Could education fights be headed to the courts once again?

After more than 15 years arguing in courts that the city’s public schools are illegally under-funded, a long lawsuit that ended in 2006 in a victory, could the financial crisis and the budget cuts it’s causing pull education advocates back to court? Hard to imagine, but increasingly it does seem possible.

When I talked earlier this week to the Helaine Doran, the deputy director of the group that filed the lawsuit, the Campaign for Fiscal Equity, she was cautious about legal action. “We have no process of like, ‘Oh yes, we’re going back to court immediately,’” she said. “You have to look at the numbers and figure it out.” But there’s growing momentum suggesting court may be a possibility.

Michael Rebell’s editorial in the Daily News today uses stronger language. Rebell, a Columbia professor who was one of the lead attorneys in the original suit, calls Governor Paterson’s proposed budget, which would cut school funding below this school year’s level, “illegal” and “unconstitutional.” In a sign that he’s serious about follow-through, he also defines what wouldn’t be illegal: Maintaining an increase in funds, but slowing its rate.
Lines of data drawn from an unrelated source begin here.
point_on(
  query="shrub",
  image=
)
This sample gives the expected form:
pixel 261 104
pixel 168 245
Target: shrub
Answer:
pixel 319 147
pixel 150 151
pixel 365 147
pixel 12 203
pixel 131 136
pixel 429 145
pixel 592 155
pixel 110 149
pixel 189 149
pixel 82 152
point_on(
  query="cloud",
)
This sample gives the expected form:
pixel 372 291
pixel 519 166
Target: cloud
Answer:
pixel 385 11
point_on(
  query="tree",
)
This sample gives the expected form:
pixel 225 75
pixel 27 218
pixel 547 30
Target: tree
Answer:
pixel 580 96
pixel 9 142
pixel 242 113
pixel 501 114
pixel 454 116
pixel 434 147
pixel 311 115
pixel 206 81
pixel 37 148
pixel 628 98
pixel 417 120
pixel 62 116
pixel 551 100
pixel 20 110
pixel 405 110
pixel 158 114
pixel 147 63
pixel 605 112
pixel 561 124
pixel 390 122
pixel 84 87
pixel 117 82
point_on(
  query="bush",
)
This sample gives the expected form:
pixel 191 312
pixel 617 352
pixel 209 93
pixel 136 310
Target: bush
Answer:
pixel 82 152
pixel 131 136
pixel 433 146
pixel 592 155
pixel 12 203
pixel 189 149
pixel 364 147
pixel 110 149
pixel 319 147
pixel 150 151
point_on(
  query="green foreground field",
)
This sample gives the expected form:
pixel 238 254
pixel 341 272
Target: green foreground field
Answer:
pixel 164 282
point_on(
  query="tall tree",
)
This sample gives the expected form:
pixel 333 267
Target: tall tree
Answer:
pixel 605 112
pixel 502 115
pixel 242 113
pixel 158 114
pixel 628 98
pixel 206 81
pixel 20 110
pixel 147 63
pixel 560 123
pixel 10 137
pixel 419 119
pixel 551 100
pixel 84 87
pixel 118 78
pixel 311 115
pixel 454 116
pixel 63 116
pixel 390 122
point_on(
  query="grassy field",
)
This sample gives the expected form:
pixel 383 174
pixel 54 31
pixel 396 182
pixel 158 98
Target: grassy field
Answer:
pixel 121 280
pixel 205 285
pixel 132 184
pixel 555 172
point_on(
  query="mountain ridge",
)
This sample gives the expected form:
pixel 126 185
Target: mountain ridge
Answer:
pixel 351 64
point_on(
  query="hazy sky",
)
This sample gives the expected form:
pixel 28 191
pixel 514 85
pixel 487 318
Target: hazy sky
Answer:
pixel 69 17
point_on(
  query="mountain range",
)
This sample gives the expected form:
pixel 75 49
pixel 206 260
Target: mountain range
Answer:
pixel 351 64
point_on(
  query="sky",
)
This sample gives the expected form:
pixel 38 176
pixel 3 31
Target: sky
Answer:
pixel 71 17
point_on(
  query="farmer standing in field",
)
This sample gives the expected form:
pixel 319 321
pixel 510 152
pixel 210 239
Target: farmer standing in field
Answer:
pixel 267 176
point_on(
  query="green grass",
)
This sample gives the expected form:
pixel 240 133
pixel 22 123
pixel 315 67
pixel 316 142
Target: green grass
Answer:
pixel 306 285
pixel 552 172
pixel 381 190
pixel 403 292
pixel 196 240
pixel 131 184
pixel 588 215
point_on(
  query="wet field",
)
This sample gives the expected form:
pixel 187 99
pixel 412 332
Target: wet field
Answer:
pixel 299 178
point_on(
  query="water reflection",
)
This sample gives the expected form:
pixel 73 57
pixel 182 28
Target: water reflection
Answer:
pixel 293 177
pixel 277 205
He says that option is troubling but “does not raise the same constitutional issues.”

Billy Easton, who is the executive director of the campaign’s Albany counterpart, the Alliance for Quality Education, is also making it clear that he thinks Governor Paterson’s budget isn’t just upsetting but illegal. He told me last night, “The increased school funding and the CFE funding is part of law. It’s not a promise. It’s a law pursuant to a court order.”